Es oportuno –llegados a este punto– traer a colación un informe reciente del portal Prodavinci, en el cual se juntó toda la data disponible de diversas fuentes, casi todas de las más confiables, y que arrojan estos números: En 2013 había 192 asientos desde Venezuela en vuelos internacionales por líneas extranjeras, y al año siguiente se redujeron a 113. En 2018 la realidad sería mucho más constreñida. Asimismo, la oferta global de butacas para destinos internacionales desde los principales aeropuertos de la región era: Venezuela (29.696); Bolivia (12.728); Ecuador (23.092); Perú (137.155).

Además, con el control cambiario, pasamos a liderar una taba de morosidad. Ahora el país encabeza la lista de naciones donde las aerolíneas tienen más problemas para repatriar capitales: Venezuela (3.780 meses retenidos); Nigeria (591); Sudán (360); Egipto (291).

Y ni hablar del tráfico en nuestro aeropuerto internacional principal. Según esas cuentas, que reflejan una realidad que 2018 ya ha dejado muy atrás y no para mejor, la cantidad de pasajeros en Maiquetía (487.000) palidece ante los que transitan por los terminales de Lima (1.200.000) y Bogotá (1.800.000), por mencionar apenas dos de la región.

Cusanno remarca que hay dos factores cruciales que arruinan el viaje del sector turismo en Venezuela: la inseguridad personal (nadie quiere venir por miedo a ser asesinado), y la escasez de alimentos y medicinas (el turista extranjero teme verse en situaciones difíciles de carencia de comidas, o sufrir enfermedades acá, para terminar careciendo de los medicamentos necesarios). Ya el servicio exterior español ha diseñado ciertos mapas, en los cuales Venezuela aparece contada entre esos países a los cuales sólo se recomienda viajar “en caso de extrema necesidad”.

Cusanno cita 1Pero más allá de nuestras fronteras, el negocio del turismo marcha viento en popa. La tendencia del turismo en el orbe es hacia una franca expansión. Con la vorágine 2.0 casi todos somos hoy ciudadanos del mundo. Y la raza humana parece entender que es cosa muy buena viajar. Decía San Agustín que el mundo es como un libro, y que quien no viaja sólo lee la primera página.
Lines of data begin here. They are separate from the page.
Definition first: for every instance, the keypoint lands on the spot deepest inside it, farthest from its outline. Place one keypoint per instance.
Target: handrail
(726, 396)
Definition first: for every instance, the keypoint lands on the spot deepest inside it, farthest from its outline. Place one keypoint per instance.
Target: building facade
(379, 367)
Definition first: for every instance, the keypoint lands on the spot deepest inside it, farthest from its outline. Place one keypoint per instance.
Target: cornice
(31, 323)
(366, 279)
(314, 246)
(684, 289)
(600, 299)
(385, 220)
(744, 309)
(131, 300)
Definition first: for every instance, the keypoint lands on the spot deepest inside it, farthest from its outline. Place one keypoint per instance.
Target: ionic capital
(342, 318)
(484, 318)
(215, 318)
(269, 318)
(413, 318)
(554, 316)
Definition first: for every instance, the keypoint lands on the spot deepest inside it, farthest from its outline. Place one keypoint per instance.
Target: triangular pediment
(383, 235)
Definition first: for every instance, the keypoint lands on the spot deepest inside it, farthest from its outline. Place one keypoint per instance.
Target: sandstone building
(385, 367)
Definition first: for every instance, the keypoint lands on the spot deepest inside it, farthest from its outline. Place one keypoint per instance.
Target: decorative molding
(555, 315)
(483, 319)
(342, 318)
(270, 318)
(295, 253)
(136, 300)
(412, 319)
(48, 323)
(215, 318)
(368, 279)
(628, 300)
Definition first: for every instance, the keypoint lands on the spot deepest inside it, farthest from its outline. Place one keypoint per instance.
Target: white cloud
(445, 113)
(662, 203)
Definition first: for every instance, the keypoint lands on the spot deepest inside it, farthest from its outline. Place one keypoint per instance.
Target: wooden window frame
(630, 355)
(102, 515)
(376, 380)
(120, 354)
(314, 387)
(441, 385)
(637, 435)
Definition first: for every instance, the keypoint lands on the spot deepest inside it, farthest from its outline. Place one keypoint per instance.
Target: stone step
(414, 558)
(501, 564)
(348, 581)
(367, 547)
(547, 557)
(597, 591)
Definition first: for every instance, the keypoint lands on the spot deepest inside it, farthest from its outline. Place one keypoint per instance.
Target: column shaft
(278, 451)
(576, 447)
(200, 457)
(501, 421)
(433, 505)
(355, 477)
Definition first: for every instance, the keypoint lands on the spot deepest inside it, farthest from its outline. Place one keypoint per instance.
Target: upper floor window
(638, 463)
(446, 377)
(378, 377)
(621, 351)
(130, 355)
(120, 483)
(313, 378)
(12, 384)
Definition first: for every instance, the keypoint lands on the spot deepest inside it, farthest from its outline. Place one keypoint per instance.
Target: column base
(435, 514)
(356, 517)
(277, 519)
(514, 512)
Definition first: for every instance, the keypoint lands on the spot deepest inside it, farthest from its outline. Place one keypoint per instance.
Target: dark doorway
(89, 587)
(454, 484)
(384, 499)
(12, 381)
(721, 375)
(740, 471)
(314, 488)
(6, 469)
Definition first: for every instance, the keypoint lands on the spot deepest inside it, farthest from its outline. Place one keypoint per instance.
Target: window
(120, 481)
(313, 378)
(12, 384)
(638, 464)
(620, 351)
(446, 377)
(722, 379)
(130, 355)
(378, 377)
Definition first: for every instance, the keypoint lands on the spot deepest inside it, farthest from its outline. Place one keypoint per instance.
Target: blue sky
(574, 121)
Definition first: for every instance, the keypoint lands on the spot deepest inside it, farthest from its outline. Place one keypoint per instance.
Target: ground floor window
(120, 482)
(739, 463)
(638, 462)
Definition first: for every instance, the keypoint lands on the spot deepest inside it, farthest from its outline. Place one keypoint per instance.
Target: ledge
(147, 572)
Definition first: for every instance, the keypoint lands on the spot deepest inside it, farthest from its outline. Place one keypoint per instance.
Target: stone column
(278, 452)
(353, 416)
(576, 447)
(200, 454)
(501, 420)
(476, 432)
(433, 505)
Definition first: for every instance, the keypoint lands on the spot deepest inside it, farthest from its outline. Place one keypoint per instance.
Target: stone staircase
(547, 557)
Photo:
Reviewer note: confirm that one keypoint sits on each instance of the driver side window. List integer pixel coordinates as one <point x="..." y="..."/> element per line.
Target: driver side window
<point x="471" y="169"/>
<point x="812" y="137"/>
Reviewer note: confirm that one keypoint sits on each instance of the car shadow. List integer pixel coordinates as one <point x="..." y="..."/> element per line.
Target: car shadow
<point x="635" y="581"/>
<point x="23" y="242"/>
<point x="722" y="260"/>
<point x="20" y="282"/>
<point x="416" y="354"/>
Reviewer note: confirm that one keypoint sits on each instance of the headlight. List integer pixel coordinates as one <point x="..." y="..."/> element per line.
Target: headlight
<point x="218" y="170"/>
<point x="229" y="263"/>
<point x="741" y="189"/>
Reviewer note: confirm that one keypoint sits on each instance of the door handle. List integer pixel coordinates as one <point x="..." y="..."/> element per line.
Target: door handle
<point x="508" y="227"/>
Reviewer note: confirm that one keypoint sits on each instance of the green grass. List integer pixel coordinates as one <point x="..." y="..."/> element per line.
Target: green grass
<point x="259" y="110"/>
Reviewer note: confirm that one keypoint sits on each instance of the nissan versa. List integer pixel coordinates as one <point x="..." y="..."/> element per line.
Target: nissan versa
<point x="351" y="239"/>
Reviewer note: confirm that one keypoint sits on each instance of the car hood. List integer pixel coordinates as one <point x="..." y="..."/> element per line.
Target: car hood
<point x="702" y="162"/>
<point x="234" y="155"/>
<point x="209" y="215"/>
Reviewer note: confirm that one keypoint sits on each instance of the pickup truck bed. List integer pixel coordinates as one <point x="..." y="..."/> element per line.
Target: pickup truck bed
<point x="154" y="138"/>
Luego, es acá en Venezuela donde estamos arruinando la fiesta. Según el documento Panorama OMT del Turismo Internacional Edición 2016 –la data más reciente de la cual se dispone– las cifras en el mundo son las que siguen, y hablan por sí solas:

-Las llegadas de turistas internacionales a escala mundial han pasado de 25 millones en 1950 a 278 millones en 1980, 674 millones en 2000 y 1.186 millones en 2015.

-De forma análoga, los ingresos por turismo internacional obtenidos por los destinos de todo el mundo han pasado de 2.000 millones de dólares en 1950, a 104.000 millones en 1980, 495.000 millones en 2000 y 1.260.000 millones en 2015.

-El turismo internacional representa hoy el 7% de las exportaciones mundiales de bienes y servicios, frente al 6% de 2014, ya que el sector ha tenido, en los últimos cuatro años, un crecimiento superior al del comercio mundial.

-Así se comportaba el turismo internacional en 2015: Américas cotabilizaban 193 millones de pasajero (16%); EEUU 304.000 millones (24%); Europa 608 millones (51%); África 53 millones (5%); Asia y el Pacífico 279 millones (24%).

Una bonanza que a Venezuela le pasa volando, por encima. Conseturismo espera que sus reuniones con Stella Lugo armar de nuevo la maleta.